Quantifying Uncertainty in Random Forests via Confidence Intervals and Hypothesis Tests

TL;DR

This paper introduces a statistical inference framework for random forests, enabling confidence intervals and hypothesis testing by modeling predictions as U-statistics, with practical estimators and variance estimation methods.

Contribution

It develops a novel inference framework for random forests using U-statistics, allowing confidence intervals and significance tests without extra computational cost.

Findings

Predictions are asymptotically normal, enabling confidence intervals.

The method provides significance testing for features.

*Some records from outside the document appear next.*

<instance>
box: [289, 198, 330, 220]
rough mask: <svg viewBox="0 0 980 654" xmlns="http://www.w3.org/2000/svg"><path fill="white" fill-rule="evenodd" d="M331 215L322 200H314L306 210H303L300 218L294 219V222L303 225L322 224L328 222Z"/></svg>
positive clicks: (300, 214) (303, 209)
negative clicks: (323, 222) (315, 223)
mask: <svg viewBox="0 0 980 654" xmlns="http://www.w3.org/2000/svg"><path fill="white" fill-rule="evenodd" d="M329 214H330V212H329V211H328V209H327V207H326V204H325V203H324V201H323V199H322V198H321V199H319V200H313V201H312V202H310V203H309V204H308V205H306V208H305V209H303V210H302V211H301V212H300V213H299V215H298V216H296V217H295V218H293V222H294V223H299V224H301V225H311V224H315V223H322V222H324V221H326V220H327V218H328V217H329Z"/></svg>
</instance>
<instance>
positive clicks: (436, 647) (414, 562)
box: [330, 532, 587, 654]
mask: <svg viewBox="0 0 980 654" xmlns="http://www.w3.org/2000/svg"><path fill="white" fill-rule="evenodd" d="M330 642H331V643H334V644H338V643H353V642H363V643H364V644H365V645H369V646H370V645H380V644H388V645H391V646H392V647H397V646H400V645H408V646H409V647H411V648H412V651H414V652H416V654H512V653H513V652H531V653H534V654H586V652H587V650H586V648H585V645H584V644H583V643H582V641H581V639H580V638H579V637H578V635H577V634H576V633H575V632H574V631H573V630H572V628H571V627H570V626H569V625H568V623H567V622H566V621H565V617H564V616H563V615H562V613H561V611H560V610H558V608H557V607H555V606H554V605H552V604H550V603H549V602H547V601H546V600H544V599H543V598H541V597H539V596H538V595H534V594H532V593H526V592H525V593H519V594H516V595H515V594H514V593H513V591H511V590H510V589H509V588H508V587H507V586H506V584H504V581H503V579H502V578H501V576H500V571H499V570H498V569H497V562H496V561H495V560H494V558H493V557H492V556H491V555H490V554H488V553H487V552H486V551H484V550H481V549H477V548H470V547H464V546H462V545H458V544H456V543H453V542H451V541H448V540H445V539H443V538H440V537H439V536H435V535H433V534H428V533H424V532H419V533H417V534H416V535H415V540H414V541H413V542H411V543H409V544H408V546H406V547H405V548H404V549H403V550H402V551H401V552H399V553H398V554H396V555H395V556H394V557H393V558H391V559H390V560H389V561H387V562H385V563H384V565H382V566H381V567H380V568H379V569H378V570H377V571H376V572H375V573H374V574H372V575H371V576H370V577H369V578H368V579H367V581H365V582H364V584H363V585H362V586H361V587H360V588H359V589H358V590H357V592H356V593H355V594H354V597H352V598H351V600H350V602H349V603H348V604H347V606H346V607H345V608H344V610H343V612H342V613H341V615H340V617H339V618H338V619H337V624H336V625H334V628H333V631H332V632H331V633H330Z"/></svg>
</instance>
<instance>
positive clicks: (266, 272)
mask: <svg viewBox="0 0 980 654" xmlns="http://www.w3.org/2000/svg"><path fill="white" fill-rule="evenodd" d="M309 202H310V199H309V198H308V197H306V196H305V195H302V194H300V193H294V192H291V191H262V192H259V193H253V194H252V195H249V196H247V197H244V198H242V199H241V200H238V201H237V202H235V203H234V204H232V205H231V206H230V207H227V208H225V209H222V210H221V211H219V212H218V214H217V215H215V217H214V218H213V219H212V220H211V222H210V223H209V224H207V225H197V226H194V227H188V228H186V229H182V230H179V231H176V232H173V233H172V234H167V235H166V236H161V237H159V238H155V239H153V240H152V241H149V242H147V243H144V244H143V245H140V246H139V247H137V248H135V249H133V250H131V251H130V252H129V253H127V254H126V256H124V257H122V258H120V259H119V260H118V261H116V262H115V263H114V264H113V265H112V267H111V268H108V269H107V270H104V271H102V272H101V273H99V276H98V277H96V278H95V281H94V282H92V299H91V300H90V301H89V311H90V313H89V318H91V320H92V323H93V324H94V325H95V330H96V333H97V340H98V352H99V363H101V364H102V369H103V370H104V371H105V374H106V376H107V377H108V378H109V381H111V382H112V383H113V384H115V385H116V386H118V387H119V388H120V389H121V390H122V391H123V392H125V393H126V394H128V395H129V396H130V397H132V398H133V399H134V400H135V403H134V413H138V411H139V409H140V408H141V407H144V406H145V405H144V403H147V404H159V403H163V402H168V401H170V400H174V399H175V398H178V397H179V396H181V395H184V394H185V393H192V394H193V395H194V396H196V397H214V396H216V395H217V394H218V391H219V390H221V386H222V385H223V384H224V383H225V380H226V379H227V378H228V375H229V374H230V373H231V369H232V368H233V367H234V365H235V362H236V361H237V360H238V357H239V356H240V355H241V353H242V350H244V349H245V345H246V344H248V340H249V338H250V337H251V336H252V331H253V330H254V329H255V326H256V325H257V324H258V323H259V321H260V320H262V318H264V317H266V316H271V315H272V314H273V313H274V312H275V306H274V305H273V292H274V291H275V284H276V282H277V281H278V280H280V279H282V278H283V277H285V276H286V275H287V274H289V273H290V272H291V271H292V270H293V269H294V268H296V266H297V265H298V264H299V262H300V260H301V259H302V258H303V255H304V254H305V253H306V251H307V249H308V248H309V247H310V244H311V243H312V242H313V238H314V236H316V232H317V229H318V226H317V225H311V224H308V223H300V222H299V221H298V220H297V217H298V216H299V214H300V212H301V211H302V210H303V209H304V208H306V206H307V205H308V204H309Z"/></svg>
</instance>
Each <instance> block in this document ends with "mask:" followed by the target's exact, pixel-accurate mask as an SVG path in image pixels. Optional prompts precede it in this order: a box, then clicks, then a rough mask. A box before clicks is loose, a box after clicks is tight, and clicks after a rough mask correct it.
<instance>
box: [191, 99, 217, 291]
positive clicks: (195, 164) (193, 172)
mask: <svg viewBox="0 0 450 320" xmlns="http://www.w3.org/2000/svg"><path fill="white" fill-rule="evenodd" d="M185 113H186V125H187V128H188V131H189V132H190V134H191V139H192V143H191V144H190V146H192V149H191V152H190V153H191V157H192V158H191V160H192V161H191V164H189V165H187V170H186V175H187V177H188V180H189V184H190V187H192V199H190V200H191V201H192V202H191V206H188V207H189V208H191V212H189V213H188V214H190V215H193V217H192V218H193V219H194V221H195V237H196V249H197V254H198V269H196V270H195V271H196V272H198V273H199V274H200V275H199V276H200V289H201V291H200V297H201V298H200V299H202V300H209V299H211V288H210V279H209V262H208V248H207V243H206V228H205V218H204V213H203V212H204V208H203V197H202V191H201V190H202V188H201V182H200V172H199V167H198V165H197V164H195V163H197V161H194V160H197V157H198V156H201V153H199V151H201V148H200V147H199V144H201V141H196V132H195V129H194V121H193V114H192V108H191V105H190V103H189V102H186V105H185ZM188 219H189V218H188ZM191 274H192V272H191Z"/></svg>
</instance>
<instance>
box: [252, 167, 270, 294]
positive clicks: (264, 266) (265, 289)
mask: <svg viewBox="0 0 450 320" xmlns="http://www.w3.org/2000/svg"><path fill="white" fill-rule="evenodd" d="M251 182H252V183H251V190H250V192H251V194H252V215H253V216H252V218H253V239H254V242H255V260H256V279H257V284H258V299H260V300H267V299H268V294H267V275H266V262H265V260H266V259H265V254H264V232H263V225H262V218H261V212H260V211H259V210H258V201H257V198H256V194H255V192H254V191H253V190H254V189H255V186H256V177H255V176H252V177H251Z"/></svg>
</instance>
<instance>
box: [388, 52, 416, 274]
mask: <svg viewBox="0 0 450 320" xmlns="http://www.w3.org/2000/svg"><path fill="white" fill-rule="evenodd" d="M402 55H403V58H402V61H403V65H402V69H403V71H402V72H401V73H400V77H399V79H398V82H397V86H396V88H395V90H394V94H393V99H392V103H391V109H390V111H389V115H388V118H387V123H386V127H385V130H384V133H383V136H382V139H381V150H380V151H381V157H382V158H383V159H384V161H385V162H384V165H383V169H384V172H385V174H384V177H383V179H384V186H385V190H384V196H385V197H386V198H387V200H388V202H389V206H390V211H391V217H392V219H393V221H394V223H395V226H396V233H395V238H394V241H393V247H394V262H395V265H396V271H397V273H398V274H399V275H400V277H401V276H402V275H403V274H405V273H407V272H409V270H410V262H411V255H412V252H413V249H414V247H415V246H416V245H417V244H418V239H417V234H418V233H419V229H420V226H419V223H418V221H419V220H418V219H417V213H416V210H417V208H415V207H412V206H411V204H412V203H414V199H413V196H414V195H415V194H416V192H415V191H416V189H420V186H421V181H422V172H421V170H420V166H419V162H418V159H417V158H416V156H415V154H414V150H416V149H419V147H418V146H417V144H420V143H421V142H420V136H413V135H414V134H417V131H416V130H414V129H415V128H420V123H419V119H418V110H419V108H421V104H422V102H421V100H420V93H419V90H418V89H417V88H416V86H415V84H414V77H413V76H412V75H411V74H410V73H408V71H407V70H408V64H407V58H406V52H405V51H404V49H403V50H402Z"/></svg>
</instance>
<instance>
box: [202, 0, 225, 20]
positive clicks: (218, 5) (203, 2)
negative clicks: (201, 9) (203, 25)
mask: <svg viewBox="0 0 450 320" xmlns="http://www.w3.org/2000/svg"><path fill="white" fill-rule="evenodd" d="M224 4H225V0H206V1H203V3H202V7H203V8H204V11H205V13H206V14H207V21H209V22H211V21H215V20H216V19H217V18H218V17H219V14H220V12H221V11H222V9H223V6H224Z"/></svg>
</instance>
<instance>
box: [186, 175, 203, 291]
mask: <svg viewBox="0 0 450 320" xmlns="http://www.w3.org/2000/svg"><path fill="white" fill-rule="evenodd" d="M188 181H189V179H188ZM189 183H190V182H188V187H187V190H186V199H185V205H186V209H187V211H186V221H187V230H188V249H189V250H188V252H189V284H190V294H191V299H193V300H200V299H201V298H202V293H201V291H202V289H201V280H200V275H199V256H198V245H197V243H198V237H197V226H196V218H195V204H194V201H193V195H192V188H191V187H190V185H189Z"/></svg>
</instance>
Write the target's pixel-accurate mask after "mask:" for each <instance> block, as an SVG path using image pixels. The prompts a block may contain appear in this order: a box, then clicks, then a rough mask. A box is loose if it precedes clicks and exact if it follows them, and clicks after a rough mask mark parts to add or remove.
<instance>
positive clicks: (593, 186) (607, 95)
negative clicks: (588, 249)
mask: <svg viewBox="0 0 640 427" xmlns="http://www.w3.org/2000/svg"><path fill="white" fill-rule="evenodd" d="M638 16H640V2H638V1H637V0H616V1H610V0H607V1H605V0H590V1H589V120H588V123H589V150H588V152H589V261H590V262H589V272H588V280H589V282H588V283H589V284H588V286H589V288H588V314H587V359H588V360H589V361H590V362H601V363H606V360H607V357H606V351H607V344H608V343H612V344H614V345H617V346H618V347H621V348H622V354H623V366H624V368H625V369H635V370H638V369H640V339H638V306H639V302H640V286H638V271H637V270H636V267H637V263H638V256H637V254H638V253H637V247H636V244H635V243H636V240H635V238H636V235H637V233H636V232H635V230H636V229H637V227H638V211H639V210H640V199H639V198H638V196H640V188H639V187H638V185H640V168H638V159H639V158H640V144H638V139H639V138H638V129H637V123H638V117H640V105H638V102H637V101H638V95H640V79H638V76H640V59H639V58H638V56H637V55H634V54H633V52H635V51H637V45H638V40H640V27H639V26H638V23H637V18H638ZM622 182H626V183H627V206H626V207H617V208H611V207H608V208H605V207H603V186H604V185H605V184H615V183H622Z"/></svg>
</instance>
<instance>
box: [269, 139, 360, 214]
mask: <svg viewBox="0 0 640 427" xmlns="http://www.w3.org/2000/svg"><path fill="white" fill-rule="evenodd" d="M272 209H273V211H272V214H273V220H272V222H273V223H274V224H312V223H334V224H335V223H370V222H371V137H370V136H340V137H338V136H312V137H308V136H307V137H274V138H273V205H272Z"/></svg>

Estimators work efficiently with incomplete U-statistics.

Abstract

This work develops formal statistical inference procedures for machine learning ensemble methods. Ensemble methods based on bootstrapping, such as bagging and random forests, have improved the predictive accuracy of individual trees, but fail to provide a framework in which distributional results can be easily determined. Instead of aggregating full bootstrap samples, we consider predicting by averaging over trees built on subsamples of the training set and demonstrate that the resulting estimator takes the form of a U-statistic. As such, predictions for individual feature vectors are asymptotically normal, allowing for confidence intervals to accompany predictions. In practice, a subset of subsamples is used for computational speed; here our estimators take the form of incomplete U-statistics and equivalent results are derived. We further demonstrate that this setup provides a framework for testing the significance of features. Moreover, the internal estimation method we develop allows us to estimate the variance parameters and perform these inference procedures at no additional computational cost. Simulations and illustrations on a real dataset are provided.